Tusk nie żałuje mocnych słów w sprawie Ukrainy.

"Każdy kto uważa, że można kupić pokój za ustępstwa, jest w błędzie. Europa takie błędy onegdaj popełniała i zawsze kończyło się to katastrofą" -

- mówił, zapominając po raz kolejny, że i on żył takimi złudzeniami, gdy torpedował próby zbudowania podmiotowej pozycji Polski podejmowane przez śp. Lecha Kaczyńskiego. I on ustępował Rosji, nie protestował, gdy Putin forsował fałszywą wizję historii kontynentu na Westerplatte, nie protestował, gdy w ramach tradycyjnej rosyjskiej polityki wypchnięto śp. Prezydenta z polsko-rosyjskich uroczystości katyńskich. Tusk Rosji przez lata ustępował; Rosji nie mniej agresywnej niż dziś, choć oczywiście ową agresję realizowano innymi metodami, a czasem wręcz takimi samymi. Nawet Smoleńsk tej linii nie zmienił, a nawet ją wzmocnił, choć być przecież i finałem, i początkiem.

Premier chełpi się rzekomo wybitnie podmiotową pozycją Polski w kryzysie ukraińskim. Czy na pewno jest to pozycja tak wybitna? Tusk mówi dość twardo, bo twardo mówią Niemcy, Brytyjczycy, wreszcie Amerykanie. Czy mówiłby równie zdecydowanie, gdyby musiał stawać na placu sam, jak śp. Prezydent w czasie agresji na Gruzję? Zauważmy też, że w Warszawie nie lądują dyplomaci europejscy, a i nasi wysłannicy też nie mają za dużo roboty. Warszawa nie wzywa do niesienia pomocy finansowej, nie wymyśla planów, nie buduje koalicji. Znów mamy więc "podmiotowość refleksową". Jak Berlin pozwoli, to możemy pogadać.

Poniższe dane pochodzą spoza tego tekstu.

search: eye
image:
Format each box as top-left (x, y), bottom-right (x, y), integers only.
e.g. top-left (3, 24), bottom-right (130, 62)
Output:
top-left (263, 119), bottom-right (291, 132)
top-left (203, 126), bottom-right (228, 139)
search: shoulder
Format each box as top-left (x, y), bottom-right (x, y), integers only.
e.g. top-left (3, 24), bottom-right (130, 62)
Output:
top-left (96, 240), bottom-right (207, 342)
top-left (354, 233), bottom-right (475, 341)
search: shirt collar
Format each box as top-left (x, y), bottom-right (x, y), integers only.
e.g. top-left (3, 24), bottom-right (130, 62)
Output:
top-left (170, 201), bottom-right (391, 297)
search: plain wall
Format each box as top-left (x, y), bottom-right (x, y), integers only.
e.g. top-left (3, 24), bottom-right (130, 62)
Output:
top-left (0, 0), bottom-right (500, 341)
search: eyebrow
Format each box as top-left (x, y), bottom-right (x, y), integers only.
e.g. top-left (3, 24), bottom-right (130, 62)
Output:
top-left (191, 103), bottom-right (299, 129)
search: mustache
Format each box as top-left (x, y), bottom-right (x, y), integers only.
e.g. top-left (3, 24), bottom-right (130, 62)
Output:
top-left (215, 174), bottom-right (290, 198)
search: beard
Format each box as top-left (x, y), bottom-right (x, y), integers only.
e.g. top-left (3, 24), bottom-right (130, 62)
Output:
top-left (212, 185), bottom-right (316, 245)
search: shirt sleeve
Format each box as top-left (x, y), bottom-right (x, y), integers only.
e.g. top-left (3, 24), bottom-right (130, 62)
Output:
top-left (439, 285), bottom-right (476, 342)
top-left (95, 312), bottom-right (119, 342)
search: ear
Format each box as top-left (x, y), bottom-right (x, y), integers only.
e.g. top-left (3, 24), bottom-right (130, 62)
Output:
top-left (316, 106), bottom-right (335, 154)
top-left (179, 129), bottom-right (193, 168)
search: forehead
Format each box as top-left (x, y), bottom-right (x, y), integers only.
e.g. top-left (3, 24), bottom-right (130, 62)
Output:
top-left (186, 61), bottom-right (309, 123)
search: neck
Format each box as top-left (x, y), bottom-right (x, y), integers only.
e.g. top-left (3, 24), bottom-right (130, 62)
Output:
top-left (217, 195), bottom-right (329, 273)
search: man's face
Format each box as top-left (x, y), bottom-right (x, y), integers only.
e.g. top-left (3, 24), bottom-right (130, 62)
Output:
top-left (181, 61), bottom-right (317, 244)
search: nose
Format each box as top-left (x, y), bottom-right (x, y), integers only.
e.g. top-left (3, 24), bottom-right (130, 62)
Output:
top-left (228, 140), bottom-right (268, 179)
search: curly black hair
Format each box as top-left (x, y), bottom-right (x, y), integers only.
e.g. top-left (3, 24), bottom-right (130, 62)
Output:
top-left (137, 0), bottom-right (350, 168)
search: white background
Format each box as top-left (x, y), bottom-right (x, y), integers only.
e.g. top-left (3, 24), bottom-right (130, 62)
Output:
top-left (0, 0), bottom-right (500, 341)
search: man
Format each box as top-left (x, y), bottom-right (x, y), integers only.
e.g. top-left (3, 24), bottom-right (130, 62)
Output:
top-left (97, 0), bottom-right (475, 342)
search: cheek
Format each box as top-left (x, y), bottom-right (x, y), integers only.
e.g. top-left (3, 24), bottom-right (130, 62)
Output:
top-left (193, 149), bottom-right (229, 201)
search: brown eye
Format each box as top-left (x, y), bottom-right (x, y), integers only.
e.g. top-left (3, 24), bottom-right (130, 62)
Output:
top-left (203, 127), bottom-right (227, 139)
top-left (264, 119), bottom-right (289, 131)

Intencje Tuska pokazuje zresztą szarża zaczepna w kierunku Jarosława Kaczyńskiego. Gdy lider PiS podkreślił znaczenie spójności narodowej dla siły państwa, w tym armii, Tusk cynicznie zarzucił mu podważanie morale polskiego wojska. Nie dajmy się więc nabrać. Nawet w chwili, gdy jedność narodowa jest potrzebna jak nigdy, premier szuka okazji do uderzenia w opozycję.

Prawdziwy test dla Donalda Tuska nadejdzie, gdy Putin osiągnie swój obecny cel, a więc zdemobilizuje Zachód, wykona jakieś drobne ustępstwa, ale nie odpuści Ukrainy. To jest stawką tej rozgrywki - czy uda się Ukrainę wyrwać Moskwie na dłużej? Czy Warszawa jest w stanie tej sprawy dopilnować?

Inne pytanie dotyczy ceny, którą Tusk zapłaci za obecną szarżę (jak na naszego premiera to jest szarża). Dziś korzysta z okazji i odbudowuje swój wizerunek, ale co będzie, gdy Moskwa zechce odpowiedzieć mu ogniem? Nie zdziwiłbym się, gdyby lada tydzień pojawiły się jakieś ciekawe materiały związane z tragedią smoleńską.

Tusk Tuskiem, ale szczególnie urzeka w tych dniach nasz prezydent. Bronisław Komorowski wydaje się być zmartwiony. Mocno zmartwiony. Powodem troski nie jest jednak los Ukrainy, ale samo poruszenie na wschodzie. Tak jakby głowę państwa smuciło, że posypała się cała konstelacja, że Janukowycza nie ma, że Amerykanie znów w grze, że Moskwa cofa się. To oczywiście raczej wrażenie, niż twarda konstatacja, ale nie mogę oprzeć się wrażeniu, że prezydent ma złe dni. Zresztą, zauważmy, poza słowami i zwołaniem RBN Bronisław Komorowski nie zrobił w sprawie Ukrainy dosłownie nic. Żadnej inicjatywy, żadnego pomysłu.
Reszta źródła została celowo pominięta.